Statements by one person are at times immediately bolstered by another. At other moments, statements are disputed and varying views of events are presented. The back and forth dialogue all lends a very human and truth-seeking element to the telling of this unique story and seemingly transports the reader to the time and place of the events. Mr. Paul provides an intimate look at the inner workings of the band and the passion that has driven it forward these many years. Early in the Allman Brothers career, for instance, the band was staying in Boston
for a brief period. Anxious to get into a club, The Tea Party, to rehearse their music and lacking the owners phone number, they called the local Rock station and cajoled the DJ into sending out an impassioned plea over the airwaves for the club's owner to come down and open the space. On another occasion at their base in Macon, Georgia, they called in the wee hours of the morning to have the Capricorn Records studio opened. Gregg Allman, fresh from having penned a rough initial version of "Midnight Rider," wanted to lay it down on tape before the inspiration to complete the tune evaporated. Being told to go back to sleep and wait for work-a-day hours before the studio would be available, they proceeded to take matters into their own hands and broke into the space through a forlorn window and started flipping all available switches to get the lights, mikes and tape equipment up and running. These visceral accounts and others give some inkling into how, and perhaps more importantly, why the band was able to make the inroads they did and how, due to their tenacity, they have had such staying power over the ensuing years.

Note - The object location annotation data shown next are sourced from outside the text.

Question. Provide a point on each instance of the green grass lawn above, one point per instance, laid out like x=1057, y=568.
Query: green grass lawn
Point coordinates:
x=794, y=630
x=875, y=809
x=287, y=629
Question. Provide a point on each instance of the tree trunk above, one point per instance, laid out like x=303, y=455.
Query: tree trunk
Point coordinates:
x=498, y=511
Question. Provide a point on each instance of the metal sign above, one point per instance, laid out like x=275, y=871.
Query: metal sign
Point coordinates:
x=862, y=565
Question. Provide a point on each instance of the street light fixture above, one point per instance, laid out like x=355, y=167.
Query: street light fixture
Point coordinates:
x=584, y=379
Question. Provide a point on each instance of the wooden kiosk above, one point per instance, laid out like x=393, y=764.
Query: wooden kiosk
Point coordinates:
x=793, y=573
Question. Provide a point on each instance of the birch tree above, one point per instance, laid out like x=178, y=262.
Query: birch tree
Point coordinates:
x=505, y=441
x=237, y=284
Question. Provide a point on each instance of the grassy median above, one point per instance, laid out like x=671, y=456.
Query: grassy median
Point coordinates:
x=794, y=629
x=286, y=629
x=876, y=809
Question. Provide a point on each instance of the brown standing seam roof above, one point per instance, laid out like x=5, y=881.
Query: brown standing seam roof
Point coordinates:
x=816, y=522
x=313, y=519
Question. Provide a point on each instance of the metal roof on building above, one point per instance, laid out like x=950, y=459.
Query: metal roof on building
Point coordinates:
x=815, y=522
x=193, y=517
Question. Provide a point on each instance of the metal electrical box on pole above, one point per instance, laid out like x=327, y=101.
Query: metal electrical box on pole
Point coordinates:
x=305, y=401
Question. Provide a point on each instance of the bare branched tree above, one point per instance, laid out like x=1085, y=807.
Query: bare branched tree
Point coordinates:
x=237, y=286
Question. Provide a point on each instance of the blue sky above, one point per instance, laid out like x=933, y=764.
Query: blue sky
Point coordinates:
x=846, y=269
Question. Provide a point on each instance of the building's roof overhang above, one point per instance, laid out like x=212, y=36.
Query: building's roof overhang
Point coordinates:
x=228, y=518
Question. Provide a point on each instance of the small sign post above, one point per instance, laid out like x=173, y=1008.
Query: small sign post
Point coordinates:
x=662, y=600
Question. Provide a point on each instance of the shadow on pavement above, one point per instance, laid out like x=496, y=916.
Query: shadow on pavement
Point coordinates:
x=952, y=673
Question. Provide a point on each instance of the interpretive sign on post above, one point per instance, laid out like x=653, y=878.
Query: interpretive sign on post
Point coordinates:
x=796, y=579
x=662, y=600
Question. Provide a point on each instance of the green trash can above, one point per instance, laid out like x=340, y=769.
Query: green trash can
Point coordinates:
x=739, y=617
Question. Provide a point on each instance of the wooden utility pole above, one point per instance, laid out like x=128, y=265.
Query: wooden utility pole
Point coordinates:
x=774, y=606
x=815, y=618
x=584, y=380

Perhaps the most poignant sections of the book deal with the Allman Brothers Band's beloved and fallen leader Duane Allman. That he is still loved and credited with forming the band goes without saying. The fact that he is still revered, that his presence is still felt and that his spirit inspires the band to this very day imparts a depth to the music and to the experience of witnessing a live performance that is rare if not impossible to find elsewhere.
"Probably not a day goes by riding around on the buses that we don't talk about Duane. It's almost like he's with us. Sometimes when I'm on stage I can feel his presence so strong I can almost smell him. I don't want to get too cosmic, but it's like he's right there next to me."